GENTE E COISAS DA CIDADE Cruz de Malta e Dengosas
Lydia Federici
Quase meia noite. Há seis horas estava de pé. Doíam-lhe as costas. E as pernas – como dissera aquele senhor gordo? – pareciam entrar pelo
corpo. Olhou para trás. Ninguém devia ter ido embora. A massa humana continuava densa, compacta. Como era possível aguentar tanto? Bem. Os outros que aguentassem. Ela não.
Talvez perdesse o melhor, pelo que diziam. Mas a questão é que, se continuasse de pé, parada, imóvel, ia acontecer o pior. Até tontura estava sentindo. E estava farta de ver desfile e intervalo de
desfile. Principalmente intervalo. Virou-se e, justamente nesse instante, o garoto de cabeça rapada falou. Pela primeira vez. Espontaneamente. Como uma nota de orgulho na voz tímida.
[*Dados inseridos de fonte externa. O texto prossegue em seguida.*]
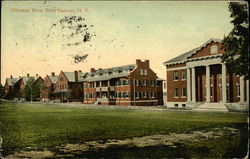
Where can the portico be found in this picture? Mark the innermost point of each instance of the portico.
(198, 79)
(207, 81)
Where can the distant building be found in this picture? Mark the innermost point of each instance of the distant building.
(47, 88)
(199, 79)
(9, 91)
(69, 86)
(14, 87)
(124, 85)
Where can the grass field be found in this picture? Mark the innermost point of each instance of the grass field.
(46, 126)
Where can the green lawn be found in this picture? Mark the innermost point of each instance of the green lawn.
(46, 126)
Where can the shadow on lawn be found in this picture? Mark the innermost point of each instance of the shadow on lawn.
(228, 146)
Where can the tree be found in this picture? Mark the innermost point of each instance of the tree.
(32, 90)
(235, 44)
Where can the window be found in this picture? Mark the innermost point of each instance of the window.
(214, 49)
(126, 94)
(141, 71)
(176, 92)
(183, 75)
(175, 76)
(184, 92)
(238, 89)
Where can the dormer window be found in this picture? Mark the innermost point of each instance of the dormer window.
(214, 49)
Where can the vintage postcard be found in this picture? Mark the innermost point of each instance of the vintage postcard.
(124, 79)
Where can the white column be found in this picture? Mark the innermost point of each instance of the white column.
(247, 91)
(208, 84)
(224, 83)
(188, 85)
(193, 85)
(242, 94)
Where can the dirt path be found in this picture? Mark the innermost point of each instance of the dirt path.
(152, 140)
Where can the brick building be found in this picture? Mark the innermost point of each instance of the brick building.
(9, 87)
(14, 87)
(199, 79)
(69, 86)
(47, 88)
(125, 85)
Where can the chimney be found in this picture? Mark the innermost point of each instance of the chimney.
(92, 70)
(147, 63)
(76, 76)
(138, 62)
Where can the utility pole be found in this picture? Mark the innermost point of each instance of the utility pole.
(31, 94)
(134, 91)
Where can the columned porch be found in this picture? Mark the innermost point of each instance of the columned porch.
(207, 82)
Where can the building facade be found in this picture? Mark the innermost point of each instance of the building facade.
(15, 87)
(9, 91)
(199, 79)
(69, 86)
(125, 85)
(47, 88)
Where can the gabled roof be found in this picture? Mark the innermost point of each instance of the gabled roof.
(53, 79)
(71, 76)
(110, 73)
(183, 57)
(11, 81)
(26, 79)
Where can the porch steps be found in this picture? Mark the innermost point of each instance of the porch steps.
(212, 107)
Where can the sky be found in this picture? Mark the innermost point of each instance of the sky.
(33, 40)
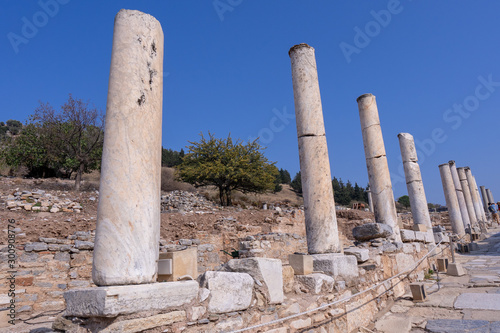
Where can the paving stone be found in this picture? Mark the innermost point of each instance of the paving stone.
(457, 326)
(478, 301)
"Agora vem o Cruz de Malta. A fantasia de todos foi feita aqui pela mulher do 'seu' Simões. E foi a filha que bordou tudo. A filhado 'seu' Simões". E apontava, com o polegar, para um homem pálido que se esticava sobre o cordão, olhando para a
entrada da avenida.
A moça agradeceu a informação. Sair, agora, seria indelicadeza. Suspirou. Experimentou o molejo dos joelhos. Até quando suportariam o peso do corpo?
Apareceu, na curva, o Cruz de Malta. Os clarins atroavam os ares com as notas límpidas, estridentes. Um arrepio correu a multidão. Clarim tem esse dom. Galvaniza. Eletriza.
O Bloco avançou. Uniforme. Organizado. Marcial. As fantasias dos escudeiros e dos arqueiros, perfeitas. Os escudos iluminados, nas evoluções, prendiam os olhos do povo boquiaberto. Ao cruzarem-se, nos rápidos movimentos do frevo, pareciam vagalumes
em noite de loucura. Sorriu da comparação. Mas fora a impressão que recebera. E daí?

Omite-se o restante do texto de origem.